Would you like to mention anything about your personal attributes that helped you achieve the professional status you enjoy today; was it self-belief, hard work, a mentor, or something else? I'm not quite sure what professional "status" I enjoy, but if I've accomplished anything worthwhile it's been through a combination of passion and enthusiasm, hard work, reading the literature, and the willingness to try different things and make mistakes. I have also made it a point to publish and give presentations as much as possible. Nothing focuses the mind as much as public speaking or writing a paper for publication. Too often I find that people are reluctant to give presentations or publish a paper simply because they don't feel like they have the complete answer. My recommendation, especially to young geoscientists, is to present what you know, and do so in as many forums as possible. If you wait for the 90% solution, you will never experience the benefits of presenting your ideas to the geoscience community for feedback and review.

Why did you choose this lecture topic? Why is it important? A while back I came to the conclusion that the geophysical community often overlooks, or over-simplifies, the proper editing and interpretation of log data during the rock physics workflow. Unfortunately, improper log conditioning, and failure to properly understand the properties of the formations in the subsurface, can lead to unrealistic expectations and interpretations of seismic amplitude responses. One of the more distressing aspects of current rock physics workflows, at least as I see them applied, is the application of progressively more complex rock physics models without also taking the time to understand the complexities of the rocks in the subsurface. Just because your model predicts the in-situ velocities, doesn't mean that you understand the underlying controls on velocities. Basing forward models on these often-times flawed assumptions can lead to erroneous, and potentially expensive, results. I'm not sure we need new rock physics models, so much as we need to do a better job of applying and understanding the "workhorses" of rock physics. This means taking the time to integrate all sources of subsurface knowledge in the rock physics workflow.

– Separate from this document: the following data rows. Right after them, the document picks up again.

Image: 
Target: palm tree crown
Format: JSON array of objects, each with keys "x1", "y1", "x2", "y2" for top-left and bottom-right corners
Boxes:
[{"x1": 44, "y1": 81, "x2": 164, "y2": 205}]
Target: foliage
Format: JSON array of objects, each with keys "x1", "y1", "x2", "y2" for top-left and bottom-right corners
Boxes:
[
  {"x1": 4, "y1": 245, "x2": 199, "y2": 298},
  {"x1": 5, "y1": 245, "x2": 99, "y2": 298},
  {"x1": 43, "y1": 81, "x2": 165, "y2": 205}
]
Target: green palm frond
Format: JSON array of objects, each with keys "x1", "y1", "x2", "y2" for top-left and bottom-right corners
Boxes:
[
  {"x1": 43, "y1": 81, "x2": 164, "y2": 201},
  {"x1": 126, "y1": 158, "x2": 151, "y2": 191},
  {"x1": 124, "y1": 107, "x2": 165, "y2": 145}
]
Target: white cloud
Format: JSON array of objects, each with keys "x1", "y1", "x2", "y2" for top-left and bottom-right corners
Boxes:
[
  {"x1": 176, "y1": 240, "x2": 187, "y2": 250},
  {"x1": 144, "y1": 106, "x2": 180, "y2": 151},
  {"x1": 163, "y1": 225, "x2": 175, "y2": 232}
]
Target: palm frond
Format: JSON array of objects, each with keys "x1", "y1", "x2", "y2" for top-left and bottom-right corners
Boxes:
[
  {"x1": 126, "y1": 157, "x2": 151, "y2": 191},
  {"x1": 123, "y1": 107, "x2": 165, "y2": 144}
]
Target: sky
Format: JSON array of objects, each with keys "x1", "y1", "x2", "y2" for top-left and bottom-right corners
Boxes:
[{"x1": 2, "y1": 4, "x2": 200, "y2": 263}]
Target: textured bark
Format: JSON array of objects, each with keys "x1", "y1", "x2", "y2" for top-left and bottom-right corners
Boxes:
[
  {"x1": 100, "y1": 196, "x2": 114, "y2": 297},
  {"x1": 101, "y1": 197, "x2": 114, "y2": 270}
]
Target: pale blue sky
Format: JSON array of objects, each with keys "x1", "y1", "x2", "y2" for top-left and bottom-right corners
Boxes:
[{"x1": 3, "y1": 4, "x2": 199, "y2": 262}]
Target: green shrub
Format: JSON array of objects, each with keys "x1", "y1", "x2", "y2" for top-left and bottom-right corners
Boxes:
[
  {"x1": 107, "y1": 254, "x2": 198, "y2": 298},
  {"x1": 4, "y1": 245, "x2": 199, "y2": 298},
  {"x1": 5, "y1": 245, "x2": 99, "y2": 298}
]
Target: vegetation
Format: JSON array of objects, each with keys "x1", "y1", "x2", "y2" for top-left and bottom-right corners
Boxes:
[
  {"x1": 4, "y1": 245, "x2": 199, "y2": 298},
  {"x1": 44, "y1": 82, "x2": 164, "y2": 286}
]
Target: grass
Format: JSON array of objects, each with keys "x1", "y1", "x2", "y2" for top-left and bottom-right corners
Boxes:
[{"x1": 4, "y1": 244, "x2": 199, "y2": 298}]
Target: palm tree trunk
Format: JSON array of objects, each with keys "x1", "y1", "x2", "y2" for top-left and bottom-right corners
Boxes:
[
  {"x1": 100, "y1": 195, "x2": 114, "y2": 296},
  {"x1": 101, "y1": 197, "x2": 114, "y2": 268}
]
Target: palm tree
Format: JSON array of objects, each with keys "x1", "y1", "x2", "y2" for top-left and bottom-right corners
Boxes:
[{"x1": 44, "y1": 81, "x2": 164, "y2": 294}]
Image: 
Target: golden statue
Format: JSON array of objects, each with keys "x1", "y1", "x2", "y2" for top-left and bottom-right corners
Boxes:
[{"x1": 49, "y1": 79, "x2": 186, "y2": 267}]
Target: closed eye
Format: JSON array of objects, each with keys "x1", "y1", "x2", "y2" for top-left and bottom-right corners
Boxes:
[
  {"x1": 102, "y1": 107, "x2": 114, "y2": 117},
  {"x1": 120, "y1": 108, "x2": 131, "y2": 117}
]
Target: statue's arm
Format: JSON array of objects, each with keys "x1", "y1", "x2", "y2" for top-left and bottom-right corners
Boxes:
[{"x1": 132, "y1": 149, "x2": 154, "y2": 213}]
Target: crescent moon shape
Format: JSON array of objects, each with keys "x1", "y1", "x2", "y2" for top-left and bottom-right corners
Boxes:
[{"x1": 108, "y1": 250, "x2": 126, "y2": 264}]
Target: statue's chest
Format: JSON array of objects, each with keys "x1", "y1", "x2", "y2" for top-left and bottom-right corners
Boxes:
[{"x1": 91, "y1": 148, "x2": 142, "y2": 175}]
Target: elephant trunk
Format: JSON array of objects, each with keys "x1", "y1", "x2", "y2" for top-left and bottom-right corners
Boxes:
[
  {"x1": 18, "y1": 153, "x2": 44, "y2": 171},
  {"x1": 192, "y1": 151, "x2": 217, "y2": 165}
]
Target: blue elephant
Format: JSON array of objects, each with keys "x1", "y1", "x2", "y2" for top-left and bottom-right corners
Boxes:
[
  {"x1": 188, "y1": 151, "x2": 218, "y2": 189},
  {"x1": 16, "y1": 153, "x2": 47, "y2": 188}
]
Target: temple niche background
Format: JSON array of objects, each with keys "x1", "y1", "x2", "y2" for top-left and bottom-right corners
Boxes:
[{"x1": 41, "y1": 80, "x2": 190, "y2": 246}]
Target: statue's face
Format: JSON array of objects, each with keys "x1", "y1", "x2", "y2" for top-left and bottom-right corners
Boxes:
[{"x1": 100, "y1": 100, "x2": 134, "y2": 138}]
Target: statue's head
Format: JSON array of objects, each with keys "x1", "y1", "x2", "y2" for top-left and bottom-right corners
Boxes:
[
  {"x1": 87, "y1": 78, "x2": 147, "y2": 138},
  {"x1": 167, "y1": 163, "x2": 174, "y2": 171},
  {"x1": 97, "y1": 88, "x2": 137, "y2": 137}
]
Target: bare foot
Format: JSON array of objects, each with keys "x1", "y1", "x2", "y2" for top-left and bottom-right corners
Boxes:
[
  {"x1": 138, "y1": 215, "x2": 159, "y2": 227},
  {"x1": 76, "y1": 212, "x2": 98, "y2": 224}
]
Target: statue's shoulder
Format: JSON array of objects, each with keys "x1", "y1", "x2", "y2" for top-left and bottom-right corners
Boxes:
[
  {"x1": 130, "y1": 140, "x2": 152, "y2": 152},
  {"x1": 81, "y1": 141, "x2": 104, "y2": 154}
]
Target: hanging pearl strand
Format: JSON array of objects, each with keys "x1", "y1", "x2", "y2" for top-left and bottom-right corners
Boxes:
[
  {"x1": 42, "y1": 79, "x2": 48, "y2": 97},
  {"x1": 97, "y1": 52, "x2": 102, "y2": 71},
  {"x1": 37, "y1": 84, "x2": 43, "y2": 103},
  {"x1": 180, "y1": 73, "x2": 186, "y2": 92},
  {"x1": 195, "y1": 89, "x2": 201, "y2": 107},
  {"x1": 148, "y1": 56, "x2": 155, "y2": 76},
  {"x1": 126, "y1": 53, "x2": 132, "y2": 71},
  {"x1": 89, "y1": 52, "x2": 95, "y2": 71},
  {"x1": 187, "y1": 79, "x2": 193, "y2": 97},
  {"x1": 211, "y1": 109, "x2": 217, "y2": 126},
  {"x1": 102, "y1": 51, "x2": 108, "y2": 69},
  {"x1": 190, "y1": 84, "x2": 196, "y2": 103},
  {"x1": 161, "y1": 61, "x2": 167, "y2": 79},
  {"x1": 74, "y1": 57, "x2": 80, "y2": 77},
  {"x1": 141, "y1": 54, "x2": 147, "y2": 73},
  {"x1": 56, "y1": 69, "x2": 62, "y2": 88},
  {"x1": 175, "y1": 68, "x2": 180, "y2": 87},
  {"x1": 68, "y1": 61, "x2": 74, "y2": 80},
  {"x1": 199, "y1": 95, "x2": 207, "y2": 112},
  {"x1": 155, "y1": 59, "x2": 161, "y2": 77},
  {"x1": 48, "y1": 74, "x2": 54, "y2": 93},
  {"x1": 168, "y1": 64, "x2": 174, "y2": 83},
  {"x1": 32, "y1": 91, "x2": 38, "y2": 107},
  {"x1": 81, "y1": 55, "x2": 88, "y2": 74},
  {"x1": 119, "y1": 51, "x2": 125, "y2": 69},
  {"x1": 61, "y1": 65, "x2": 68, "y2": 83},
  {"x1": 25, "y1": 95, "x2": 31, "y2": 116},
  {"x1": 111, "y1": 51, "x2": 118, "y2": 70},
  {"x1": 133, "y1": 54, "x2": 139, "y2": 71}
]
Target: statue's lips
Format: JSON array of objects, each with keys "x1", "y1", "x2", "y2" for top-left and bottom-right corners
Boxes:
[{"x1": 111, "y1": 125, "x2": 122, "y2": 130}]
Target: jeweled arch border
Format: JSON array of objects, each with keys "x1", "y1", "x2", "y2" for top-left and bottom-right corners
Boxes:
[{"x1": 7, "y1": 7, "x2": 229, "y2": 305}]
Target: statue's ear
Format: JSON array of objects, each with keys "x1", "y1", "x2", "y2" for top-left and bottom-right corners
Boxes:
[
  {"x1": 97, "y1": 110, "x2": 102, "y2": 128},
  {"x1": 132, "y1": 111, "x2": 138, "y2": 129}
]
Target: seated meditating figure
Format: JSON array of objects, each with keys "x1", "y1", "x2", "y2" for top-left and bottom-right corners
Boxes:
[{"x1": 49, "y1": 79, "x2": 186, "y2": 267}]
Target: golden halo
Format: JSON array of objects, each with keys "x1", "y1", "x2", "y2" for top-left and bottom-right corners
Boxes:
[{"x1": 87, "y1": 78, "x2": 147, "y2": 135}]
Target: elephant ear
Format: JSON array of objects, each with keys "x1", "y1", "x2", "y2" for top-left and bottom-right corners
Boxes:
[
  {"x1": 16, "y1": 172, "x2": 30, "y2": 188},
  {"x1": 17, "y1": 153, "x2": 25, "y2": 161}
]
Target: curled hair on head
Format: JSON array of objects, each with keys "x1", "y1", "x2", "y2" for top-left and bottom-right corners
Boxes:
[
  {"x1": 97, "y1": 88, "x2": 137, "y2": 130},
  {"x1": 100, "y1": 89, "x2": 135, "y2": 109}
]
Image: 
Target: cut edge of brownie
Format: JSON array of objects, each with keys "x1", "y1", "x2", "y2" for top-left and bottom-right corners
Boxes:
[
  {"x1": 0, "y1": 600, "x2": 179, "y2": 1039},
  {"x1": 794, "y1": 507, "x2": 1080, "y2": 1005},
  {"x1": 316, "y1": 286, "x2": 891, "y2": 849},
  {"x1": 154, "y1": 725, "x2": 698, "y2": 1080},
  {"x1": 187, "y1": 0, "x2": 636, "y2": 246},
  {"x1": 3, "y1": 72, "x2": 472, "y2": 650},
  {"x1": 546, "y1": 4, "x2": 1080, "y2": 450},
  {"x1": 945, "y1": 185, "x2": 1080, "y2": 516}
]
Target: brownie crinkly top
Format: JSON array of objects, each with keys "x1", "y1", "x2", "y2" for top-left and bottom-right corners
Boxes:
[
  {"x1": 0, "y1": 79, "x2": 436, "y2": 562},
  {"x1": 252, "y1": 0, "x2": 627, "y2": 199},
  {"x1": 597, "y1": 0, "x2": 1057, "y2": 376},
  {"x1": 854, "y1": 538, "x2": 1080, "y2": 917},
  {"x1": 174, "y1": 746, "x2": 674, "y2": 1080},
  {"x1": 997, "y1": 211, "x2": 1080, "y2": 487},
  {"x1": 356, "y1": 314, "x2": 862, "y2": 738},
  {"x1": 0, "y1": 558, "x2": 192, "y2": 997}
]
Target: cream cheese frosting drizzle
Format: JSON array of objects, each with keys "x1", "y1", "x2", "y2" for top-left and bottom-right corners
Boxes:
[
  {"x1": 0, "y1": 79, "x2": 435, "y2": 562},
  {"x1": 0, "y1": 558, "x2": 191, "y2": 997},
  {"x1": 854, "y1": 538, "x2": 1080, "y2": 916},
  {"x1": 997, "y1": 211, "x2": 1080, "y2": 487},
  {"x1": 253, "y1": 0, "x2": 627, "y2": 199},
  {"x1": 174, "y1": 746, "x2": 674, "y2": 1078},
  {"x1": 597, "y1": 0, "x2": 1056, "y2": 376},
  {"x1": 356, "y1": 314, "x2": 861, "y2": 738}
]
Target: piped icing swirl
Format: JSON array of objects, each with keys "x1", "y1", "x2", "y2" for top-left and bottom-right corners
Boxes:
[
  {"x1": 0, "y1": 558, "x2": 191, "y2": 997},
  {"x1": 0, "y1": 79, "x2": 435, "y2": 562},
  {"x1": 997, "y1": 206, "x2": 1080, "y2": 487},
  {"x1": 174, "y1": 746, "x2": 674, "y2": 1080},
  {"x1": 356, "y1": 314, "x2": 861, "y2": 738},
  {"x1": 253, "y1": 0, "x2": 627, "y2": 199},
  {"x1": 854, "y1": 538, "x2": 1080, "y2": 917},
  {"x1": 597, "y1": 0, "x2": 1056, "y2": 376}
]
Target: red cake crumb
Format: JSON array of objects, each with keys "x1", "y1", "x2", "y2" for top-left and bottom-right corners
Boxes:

Could you tell us in a few sentences what your course objectives are? This lecture will focus on the important role of seismic petrophysics in the quest to extract additional information from subtle seismic responses. Topics covered include various aspects of log editing, some key elements of petrophysical interpretation, and some common pitfalls associated with the "workhorses" of rock physics. I hope to illustrate, mostly through examples, the beneficial impact an integrated petrophysical interpretation can have on geophysical interpretation. One of my goals is to encourage geophysicists to work more closely with petrophysicists and geologists, and vice-versa. Frequently in the rock physics workflow, we don't ask enough questions about the underlying lithologies, and how they may affect the elastic response.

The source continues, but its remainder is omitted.